Excavated sand formed a makeshift berm separating the pond from the beach last month, alongside a larger pyramid of sand. The Georgica Association, a private enclave of houses, has agreed with the trustees to buy some of the excavated sand to stabilize its beach.

When their old excavation permit expired, Mr. Bock said, “We decided we would reconfigure that whole end so there would be less risk of it opening there . . . the whole idea is to get as much of that sandbar out of there as possible, because it’s impeding any flow.”

Shallow depths, coupled with rising water temperatures due to climate change, also promote the growth of harmful algal blooms, Ms. Davison said.
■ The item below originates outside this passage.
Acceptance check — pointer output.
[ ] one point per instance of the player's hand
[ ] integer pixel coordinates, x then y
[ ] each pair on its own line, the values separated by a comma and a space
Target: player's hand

Blooms of cyanobacteria, or toxic blue-green algae, have appeared in the pond every summer since 2012. “There’s a reason it’s called maintenance dredging,” she said, “because it’s trying to maintain a status quo, which isn’t natural in nature. Nature’s always changing, but if we want a certain condition . . . we do have to do maintenance to maintain an ecosystem.”

Ken Rousell Inc. of Montauk is the contractor for the project. “They did a very good job,” Ms. Davison said of the company. The Friends of Georgica Pond Foundation “is pleased. They got it done early, quickly, and professionally. We got the desired result.”

The trustees are expected to open the pond to the ocean later this month, before the return of piping plovers and least terns, federally protected birds that nest along the shoreline.